Lo único que existe es este presente en el que navegamos entre un pasado cambiante y un futuro imprevisible.
Por ello, no es banal esta frase del propio Manuel Astur en su prólogo. No es una ocurrencia dicha a la ligera ni una floritura literaria como hoy decimos en nuestra sociedad para alentarnos o aleccionarnos de manera vacua que no le demos vueltas a la cabeza con nuestras incesantes preocupaciones. Va más allá. Esta es la concepción del tiempo en la cosmología Zen. Su núcleo es el instante y esto afecta incluso a la identidad y sobre todo trastoca el concepto que tenemos de ella.
¿Quiénes somos realmente en este mundo en el que sólo soy, solamente estoy ocurriendo en este preciso instante que concluye en el mismo momento exacto en el que comienza? Por ello, la identidad de los personajes no son importantes, los lugares y topónimos tampoco, las relaciones entre ellos son algo superfluo en la narrativa. No es que no sean importantes, es que incluso son innecesarias. Lo que importa es el suceso.
Un día, sin más, desapareció. La choza resistió unos meses. Muchos siglos después, la gran piedra sigue allí.
Esta literatura condensa la esencia del tiempo en estos cuentos. No es un mero relato de lo transitorio, sino una revelación silenciosa: lo efímero y lo permanente coexisten sin contradicción. Por ejemplo, la obra humana, encarnada en la choza, está destinada a desparecer; frente a ella, la piedra perdura. Pero incluso la piedra, que parece eterna ya está cambiando. Lo fugaz contiene lo perdurable.
Las paradojas de En el cielo, una nube son la verdadera sabia de sus hojas. Los instantes que en ella son capturados —el ladrón que roba todo excepto la luna llena en la ventana, el hombre que huye y frente su inminente final saborea cerezas ante el abismo— son ventanas a lo absoluto, un presente puro donde «sólo estamos ocurriendo». Pasado y futuro son proyecciones de una mente que no habita el ahora.

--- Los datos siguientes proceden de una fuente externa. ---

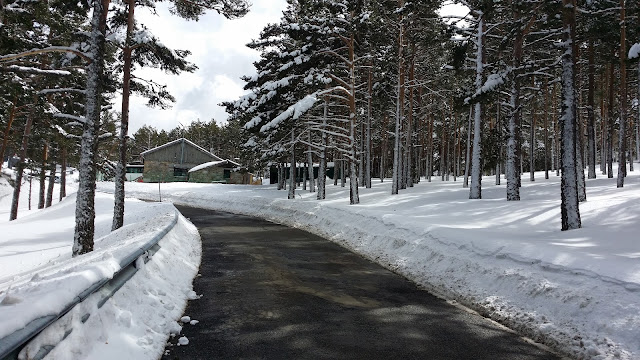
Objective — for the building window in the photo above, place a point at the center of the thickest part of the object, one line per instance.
(180, 172)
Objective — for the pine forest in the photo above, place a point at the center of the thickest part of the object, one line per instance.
(388, 90)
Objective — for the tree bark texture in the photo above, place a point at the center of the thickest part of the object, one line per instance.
(569, 208)
(85, 200)
(120, 177)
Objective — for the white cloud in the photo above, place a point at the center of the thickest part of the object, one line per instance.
(218, 49)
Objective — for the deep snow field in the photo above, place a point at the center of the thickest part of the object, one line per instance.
(38, 277)
(576, 291)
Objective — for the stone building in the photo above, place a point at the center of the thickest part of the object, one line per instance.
(224, 172)
(172, 161)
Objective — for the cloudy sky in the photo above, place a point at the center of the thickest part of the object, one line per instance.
(218, 49)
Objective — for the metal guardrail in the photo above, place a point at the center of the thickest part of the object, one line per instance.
(12, 344)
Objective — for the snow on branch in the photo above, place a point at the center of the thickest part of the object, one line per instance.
(51, 91)
(32, 70)
(295, 111)
(78, 119)
(634, 52)
(65, 49)
(66, 134)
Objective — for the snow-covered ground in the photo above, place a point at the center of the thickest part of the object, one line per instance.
(577, 291)
(38, 277)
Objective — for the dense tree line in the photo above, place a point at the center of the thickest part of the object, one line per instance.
(61, 62)
(390, 88)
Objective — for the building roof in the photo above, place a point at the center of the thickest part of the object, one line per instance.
(180, 141)
(214, 163)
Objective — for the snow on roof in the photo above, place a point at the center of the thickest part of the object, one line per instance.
(214, 163)
(179, 141)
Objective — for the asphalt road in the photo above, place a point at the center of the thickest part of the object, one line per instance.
(272, 292)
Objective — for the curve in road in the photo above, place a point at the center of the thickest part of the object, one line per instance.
(273, 292)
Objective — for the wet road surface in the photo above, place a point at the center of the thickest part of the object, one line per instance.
(272, 292)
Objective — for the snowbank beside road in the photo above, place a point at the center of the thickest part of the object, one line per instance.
(39, 277)
(577, 291)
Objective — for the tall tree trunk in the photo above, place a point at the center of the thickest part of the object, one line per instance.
(603, 122)
(582, 188)
(311, 176)
(610, 122)
(85, 199)
(43, 177)
(622, 133)
(354, 197)
(431, 150)
(322, 168)
(52, 178)
(512, 169)
(546, 132)
(500, 143)
(532, 137)
(385, 147)
(121, 173)
(467, 158)
(292, 169)
(569, 208)
(399, 111)
(638, 119)
(408, 148)
(7, 131)
(475, 190)
(443, 149)
(591, 119)
(21, 165)
(63, 172)
(367, 144)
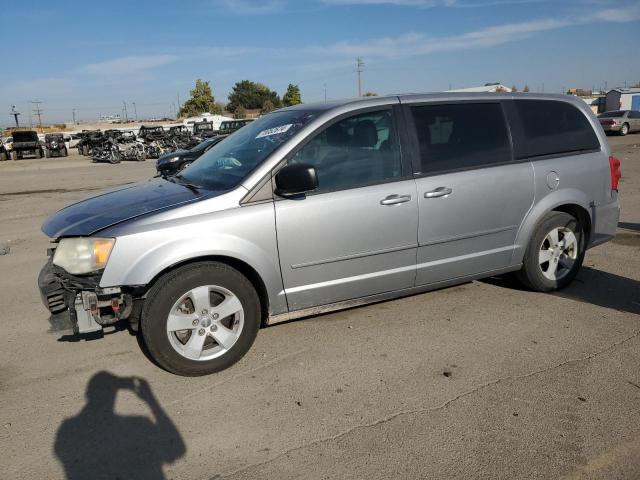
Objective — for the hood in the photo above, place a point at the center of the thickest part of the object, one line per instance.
(97, 213)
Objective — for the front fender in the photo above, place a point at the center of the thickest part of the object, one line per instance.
(246, 234)
(540, 208)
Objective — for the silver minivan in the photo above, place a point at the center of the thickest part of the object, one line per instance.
(315, 208)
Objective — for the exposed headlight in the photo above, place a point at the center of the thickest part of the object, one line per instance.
(83, 255)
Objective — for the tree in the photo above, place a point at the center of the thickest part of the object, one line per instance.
(292, 96)
(201, 101)
(240, 112)
(267, 107)
(251, 95)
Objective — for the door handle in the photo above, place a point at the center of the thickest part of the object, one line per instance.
(395, 199)
(438, 192)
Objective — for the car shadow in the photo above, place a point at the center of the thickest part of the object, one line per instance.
(592, 286)
(99, 443)
(629, 226)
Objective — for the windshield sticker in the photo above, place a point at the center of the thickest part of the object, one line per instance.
(274, 131)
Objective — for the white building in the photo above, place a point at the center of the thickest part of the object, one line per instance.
(209, 117)
(623, 99)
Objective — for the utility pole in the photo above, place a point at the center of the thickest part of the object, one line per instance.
(15, 114)
(38, 111)
(360, 68)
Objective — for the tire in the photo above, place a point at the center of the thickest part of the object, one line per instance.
(624, 129)
(173, 291)
(565, 259)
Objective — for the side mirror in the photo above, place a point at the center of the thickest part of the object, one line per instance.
(296, 179)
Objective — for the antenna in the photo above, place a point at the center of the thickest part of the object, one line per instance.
(38, 111)
(360, 69)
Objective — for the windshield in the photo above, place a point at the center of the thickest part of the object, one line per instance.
(611, 114)
(226, 165)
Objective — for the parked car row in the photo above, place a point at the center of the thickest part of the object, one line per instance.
(620, 121)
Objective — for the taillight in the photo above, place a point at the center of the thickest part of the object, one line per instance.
(614, 165)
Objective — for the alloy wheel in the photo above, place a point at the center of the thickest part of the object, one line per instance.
(205, 323)
(558, 253)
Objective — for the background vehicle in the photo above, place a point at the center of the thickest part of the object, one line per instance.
(313, 208)
(620, 121)
(231, 126)
(26, 142)
(173, 162)
(54, 145)
(204, 129)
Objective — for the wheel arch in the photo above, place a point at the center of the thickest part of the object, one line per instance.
(571, 201)
(243, 267)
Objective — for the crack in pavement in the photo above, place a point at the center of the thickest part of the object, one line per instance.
(426, 409)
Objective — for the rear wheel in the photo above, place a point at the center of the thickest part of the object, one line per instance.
(624, 129)
(554, 254)
(200, 319)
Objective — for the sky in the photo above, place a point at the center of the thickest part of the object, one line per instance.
(96, 56)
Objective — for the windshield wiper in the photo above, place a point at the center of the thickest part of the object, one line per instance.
(180, 181)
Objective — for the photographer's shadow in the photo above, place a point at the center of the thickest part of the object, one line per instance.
(98, 443)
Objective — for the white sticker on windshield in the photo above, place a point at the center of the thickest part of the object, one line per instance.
(274, 131)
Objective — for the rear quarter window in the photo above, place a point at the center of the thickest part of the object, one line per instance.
(460, 136)
(551, 127)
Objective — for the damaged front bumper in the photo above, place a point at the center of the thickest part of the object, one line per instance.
(79, 303)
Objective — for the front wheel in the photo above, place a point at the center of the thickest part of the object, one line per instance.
(554, 254)
(200, 319)
(624, 129)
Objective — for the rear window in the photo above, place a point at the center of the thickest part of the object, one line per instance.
(552, 127)
(463, 135)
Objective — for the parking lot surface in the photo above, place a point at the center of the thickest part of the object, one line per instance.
(483, 380)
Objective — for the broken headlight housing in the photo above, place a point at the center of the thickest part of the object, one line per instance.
(83, 255)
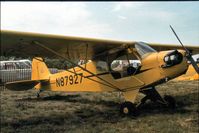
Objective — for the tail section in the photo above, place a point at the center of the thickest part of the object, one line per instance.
(39, 70)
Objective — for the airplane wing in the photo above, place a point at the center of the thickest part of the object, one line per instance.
(25, 44)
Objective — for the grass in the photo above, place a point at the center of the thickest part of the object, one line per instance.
(98, 112)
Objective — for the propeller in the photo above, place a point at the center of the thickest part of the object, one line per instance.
(188, 53)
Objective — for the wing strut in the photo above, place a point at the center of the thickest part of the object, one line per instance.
(52, 51)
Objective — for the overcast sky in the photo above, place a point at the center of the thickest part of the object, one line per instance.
(134, 21)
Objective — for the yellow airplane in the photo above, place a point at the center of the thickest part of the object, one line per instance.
(97, 74)
(191, 74)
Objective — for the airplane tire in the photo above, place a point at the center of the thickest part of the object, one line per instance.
(128, 108)
(170, 101)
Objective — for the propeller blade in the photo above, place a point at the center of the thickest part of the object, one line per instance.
(188, 54)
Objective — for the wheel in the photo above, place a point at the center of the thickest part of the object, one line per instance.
(170, 101)
(128, 108)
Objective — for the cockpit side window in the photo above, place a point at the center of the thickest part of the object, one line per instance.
(123, 64)
(102, 66)
(143, 49)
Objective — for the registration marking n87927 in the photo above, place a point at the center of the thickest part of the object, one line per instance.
(69, 80)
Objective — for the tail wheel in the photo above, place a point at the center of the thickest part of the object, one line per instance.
(170, 101)
(128, 108)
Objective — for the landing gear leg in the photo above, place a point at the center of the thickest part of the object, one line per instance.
(128, 108)
(38, 93)
(154, 96)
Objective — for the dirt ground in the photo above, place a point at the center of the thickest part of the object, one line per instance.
(98, 112)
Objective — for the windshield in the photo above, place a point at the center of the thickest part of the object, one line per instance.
(143, 49)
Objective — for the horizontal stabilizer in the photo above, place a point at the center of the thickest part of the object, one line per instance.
(22, 85)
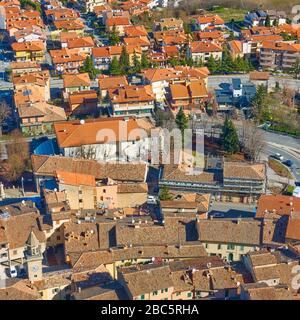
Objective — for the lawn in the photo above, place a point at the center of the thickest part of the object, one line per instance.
(279, 168)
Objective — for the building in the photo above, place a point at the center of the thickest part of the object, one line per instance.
(29, 51)
(105, 139)
(282, 55)
(201, 51)
(131, 100)
(75, 83)
(189, 96)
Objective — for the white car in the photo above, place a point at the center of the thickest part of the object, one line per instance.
(13, 272)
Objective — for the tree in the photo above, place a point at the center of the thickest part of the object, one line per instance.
(5, 111)
(144, 61)
(18, 157)
(230, 140)
(115, 68)
(136, 65)
(124, 60)
(252, 140)
(268, 21)
(165, 194)
(88, 67)
(181, 120)
(114, 37)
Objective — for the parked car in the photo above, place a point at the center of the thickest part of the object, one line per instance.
(13, 272)
(278, 156)
(289, 163)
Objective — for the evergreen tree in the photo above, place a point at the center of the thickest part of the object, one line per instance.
(114, 36)
(230, 140)
(181, 120)
(136, 65)
(165, 194)
(88, 67)
(124, 61)
(212, 64)
(144, 61)
(114, 68)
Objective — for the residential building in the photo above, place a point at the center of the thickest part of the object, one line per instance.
(111, 139)
(131, 100)
(282, 55)
(29, 51)
(201, 51)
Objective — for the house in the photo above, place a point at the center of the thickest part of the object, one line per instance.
(160, 78)
(81, 45)
(190, 96)
(201, 51)
(29, 34)
(17, 221)
(237, 94)
(258, 18)
(35, 115)
(66, 61)
(111, 139)
(131, 100)
(28, 66)
(119, 23)
(75, 83)
(29, 51)
(244, 182)
(40, 79)
(45, 169)
(272, 268)
(207, 21)
(168, 24)
(83, 102)
(84, 192)
(236, 49)
(281, 55)
(102, 56)
(112, 82)
(74, 25)
(143, 283)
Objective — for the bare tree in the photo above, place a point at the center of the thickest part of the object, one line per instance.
(5, 111)
(252, 140)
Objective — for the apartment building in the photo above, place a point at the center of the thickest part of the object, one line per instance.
(279, 55)
(131, 100)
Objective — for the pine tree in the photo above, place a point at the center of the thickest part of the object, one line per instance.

Todo lo que acontece, todo es el mismo flujo.
El gran catedrático de literatura compró un burro y él mismo redactó el contrato de compraventa. Cuando llevaba cuatro páginas, aún no había escrito la palabra «burro».
Combatir la ilusión, estar en el presente. Ser el instante y dejarnos ser. Hemos construido un mundo artificioso, sobrecargado, aleccionador, olvidando lo real. Perdemos de vista al burro, a la vida concreta que late frente a él. Operamos sobre la realidad y la convertimos en conceptos, la cubrimos con capas de palabras que llamamos «cultura» o «civilización», hasta ahogar la verdad.
Al escribir estos cuentos, Manuel Astur no «crea», sino que desnuda. Su prosa minimalista es zazen en palabras. Cada historia es un koan: un enigma que disuelve la lógica. No hay moralejas porque la verdad no se explica; se experimenta en ese vacío que, paradójicamente, nos llena. Por eso yo hubiera acertado al callar, al no escribir tanta letra como he hecho ante lo que es realmente indecible: como los cuentos zen, a veces solo queda señalar el burro, señalar la luna… y dejar que el lector mire.
El ermitaño alzó la vista y miró al gran señor por primera vez, que se sintió insignificante como una hormiga. Finalmente, suspiró, extendió de nuevo el dedo y dijo:
— Agua en la jarra y en el cielo una nube.